Playing the waiting game with pc hardware is a thing yes, but i bet you could not tell if you are sitting in front of a 3950x or 3900x while mixing/ mastering

With you 100%. Fuck waiting we will never perceive the difference unless you are recording orchestras in which case your personal machine won’t be in the equation.

If you are mastering and you are needing a powerful pc then you are doing it wrong lol but mixing can go real deep. I personally use ableton and Jesus fucking Christ is it bad at cpu usage but the workflow is amazing.

Both intel and amd current hen products are more than. Good enough.

If you're recording black metal, then you don't need all this shit. Black metal can be done on a potato. My band records on a core 2 quad PC and we're fine.

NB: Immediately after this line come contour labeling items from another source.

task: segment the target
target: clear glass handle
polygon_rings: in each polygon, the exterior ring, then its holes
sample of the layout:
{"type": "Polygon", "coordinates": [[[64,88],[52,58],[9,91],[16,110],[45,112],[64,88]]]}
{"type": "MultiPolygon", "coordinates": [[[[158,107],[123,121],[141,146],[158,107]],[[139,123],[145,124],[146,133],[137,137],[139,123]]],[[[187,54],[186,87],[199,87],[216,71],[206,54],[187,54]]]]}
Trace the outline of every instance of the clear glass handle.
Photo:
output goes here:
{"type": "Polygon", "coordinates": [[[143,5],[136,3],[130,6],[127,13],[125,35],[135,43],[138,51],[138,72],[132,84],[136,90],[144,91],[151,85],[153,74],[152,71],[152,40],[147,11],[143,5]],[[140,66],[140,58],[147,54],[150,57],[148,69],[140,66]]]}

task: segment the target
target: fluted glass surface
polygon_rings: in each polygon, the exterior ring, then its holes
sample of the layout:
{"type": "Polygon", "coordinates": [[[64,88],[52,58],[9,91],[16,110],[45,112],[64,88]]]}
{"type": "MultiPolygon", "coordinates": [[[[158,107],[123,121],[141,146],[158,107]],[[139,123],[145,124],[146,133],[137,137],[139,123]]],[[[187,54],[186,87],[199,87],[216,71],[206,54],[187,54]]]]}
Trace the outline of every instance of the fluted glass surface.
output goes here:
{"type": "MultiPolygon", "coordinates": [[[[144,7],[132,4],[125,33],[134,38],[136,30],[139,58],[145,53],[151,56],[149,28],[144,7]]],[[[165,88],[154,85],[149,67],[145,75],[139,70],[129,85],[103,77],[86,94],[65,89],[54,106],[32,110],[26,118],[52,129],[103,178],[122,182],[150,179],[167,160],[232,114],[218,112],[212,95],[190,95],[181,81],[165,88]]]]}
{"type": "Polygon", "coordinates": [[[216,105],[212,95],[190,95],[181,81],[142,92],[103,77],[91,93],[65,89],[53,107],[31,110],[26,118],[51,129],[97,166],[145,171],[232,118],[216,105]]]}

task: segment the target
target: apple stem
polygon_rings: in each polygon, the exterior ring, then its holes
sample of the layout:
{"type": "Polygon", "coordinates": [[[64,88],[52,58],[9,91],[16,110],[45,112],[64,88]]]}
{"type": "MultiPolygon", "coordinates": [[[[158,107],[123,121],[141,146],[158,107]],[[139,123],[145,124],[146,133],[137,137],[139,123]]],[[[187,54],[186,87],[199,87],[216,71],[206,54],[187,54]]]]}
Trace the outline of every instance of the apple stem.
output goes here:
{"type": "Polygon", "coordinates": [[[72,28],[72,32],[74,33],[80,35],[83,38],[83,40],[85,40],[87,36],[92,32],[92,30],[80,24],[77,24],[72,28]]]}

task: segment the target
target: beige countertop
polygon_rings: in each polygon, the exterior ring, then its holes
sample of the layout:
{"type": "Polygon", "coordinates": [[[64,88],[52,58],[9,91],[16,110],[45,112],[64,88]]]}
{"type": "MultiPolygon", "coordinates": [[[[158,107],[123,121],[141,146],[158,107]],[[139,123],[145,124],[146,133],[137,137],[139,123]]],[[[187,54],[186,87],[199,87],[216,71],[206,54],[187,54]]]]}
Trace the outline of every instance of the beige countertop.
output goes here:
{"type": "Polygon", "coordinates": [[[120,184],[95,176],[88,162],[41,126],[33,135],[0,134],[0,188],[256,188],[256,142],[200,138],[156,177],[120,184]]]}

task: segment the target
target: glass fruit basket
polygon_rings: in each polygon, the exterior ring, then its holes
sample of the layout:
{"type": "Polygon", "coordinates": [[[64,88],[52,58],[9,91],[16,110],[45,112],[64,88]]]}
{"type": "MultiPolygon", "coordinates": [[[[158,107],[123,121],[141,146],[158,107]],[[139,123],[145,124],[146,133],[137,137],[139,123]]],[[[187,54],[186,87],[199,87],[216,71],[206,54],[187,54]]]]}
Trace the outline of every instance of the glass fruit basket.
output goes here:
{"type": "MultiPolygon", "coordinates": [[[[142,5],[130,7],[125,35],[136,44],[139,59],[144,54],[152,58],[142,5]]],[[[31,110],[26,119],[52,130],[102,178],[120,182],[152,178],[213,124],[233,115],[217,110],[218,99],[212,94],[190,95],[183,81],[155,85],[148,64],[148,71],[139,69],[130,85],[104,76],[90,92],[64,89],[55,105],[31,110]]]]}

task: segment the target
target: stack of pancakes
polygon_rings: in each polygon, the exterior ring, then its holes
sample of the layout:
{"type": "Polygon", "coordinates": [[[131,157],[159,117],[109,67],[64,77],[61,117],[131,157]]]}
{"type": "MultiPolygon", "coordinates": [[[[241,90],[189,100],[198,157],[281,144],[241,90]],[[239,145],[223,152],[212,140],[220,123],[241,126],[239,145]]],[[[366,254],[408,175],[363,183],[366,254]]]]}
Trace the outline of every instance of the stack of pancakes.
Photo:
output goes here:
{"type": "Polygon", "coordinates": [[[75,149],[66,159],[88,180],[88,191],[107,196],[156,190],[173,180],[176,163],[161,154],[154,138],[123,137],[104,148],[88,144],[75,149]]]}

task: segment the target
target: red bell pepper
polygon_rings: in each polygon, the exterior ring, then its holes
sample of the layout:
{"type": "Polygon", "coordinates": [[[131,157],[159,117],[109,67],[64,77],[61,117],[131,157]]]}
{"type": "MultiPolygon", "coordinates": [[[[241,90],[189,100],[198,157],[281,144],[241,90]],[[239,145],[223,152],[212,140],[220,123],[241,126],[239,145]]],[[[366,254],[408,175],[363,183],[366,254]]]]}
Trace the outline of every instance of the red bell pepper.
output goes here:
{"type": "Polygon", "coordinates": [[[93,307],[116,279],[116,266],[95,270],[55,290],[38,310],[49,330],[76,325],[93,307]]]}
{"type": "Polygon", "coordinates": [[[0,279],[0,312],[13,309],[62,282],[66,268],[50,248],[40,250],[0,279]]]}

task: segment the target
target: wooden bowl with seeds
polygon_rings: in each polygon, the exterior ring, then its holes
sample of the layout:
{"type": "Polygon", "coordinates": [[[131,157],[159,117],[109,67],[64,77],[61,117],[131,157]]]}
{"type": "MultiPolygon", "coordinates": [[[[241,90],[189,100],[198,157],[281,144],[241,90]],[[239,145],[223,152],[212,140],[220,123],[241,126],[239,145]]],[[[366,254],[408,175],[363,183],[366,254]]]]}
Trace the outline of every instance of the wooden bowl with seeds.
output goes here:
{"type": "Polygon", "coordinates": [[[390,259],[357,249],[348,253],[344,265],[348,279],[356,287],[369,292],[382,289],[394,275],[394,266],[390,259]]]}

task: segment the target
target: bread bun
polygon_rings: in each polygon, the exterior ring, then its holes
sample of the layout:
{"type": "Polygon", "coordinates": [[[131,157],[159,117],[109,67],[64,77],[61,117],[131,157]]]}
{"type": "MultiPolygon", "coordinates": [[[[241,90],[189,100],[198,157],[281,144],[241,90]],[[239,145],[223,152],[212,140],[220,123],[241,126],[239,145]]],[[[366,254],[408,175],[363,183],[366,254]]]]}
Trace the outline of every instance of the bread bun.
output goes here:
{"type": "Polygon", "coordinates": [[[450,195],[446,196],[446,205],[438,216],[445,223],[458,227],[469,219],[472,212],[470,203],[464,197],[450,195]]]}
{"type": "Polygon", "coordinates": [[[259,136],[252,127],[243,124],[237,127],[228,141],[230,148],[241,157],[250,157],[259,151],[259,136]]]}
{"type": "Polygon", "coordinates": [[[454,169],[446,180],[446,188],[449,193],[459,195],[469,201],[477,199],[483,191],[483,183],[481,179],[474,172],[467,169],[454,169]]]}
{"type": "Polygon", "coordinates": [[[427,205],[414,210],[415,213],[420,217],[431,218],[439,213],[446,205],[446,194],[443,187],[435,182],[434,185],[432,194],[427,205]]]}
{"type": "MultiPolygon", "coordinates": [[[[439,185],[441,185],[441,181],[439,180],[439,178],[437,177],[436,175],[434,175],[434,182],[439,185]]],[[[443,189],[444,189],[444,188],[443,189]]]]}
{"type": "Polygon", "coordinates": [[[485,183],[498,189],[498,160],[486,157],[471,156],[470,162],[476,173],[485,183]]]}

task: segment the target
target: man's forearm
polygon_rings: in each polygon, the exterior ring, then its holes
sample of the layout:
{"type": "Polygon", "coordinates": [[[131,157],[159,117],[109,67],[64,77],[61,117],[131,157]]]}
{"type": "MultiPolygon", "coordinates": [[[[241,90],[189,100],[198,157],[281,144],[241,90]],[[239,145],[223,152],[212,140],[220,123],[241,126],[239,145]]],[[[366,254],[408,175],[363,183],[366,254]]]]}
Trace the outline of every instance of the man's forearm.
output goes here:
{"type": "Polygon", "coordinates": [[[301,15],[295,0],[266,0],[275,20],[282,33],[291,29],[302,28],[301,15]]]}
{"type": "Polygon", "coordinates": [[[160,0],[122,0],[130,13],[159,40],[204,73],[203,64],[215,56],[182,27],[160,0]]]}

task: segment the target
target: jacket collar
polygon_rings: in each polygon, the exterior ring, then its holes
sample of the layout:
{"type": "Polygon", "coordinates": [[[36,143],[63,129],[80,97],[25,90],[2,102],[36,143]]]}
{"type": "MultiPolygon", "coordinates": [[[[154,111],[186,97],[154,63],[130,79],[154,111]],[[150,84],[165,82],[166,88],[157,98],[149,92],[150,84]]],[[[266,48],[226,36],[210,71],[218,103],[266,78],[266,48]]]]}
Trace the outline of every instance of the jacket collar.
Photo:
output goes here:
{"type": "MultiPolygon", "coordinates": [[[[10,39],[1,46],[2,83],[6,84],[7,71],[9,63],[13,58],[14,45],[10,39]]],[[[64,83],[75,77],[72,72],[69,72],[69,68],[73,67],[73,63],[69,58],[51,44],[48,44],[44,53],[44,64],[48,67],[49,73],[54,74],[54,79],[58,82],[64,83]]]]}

Here's a recommendation from an actual studio owner, a record producer and a music video producer:
youtu.be/uncK2ghtPtQ
By the way, Ryzens are good for audio production, but everything before that isn't recommended.

Prior to 3000 series there was significant latency I amd products. His 4 year old video is barely relevant. The new benchmarks do however show that amd is a great product.

Whatever, not everyone is made out of money and you certainly don't need the best PC hardware money can buy for audio production anyway. More RAM is recommended, saving on GPU is as well, but getting the best CPU you can afford is what makes the most difference.

>core 2 quad
You might be able to give that computer a cheap CPU upgrade. E5450 xeon mod for 775 socket. Is a beast for oc.

dude, we are answering to a guy who has a 64gb studio pc in his production room and wants a second 64gb pc in his mixing room.

I mean, whatever I didn't pay so much attention, but why even bother asking when you can literally afford the best money can buy?

What is the minimum ram?

>Is Ryzen 3000 good for audio
idk, maybe, maybe not.
just check others who have the same usecase as you and what results they get.

>buying deprecated intel shit
AMD is better

So the 65g studio PC was paid for by six people! We share the recording space and use it to track bands. We have outboard gear, mics, drum sets, various cabs etc.

The mixing PC is going to be for me in my house I just want something that is beastly enough to take whatever I throw at it.

The thing is, all this PC shit I see is for gaming and I don't want to waste my money.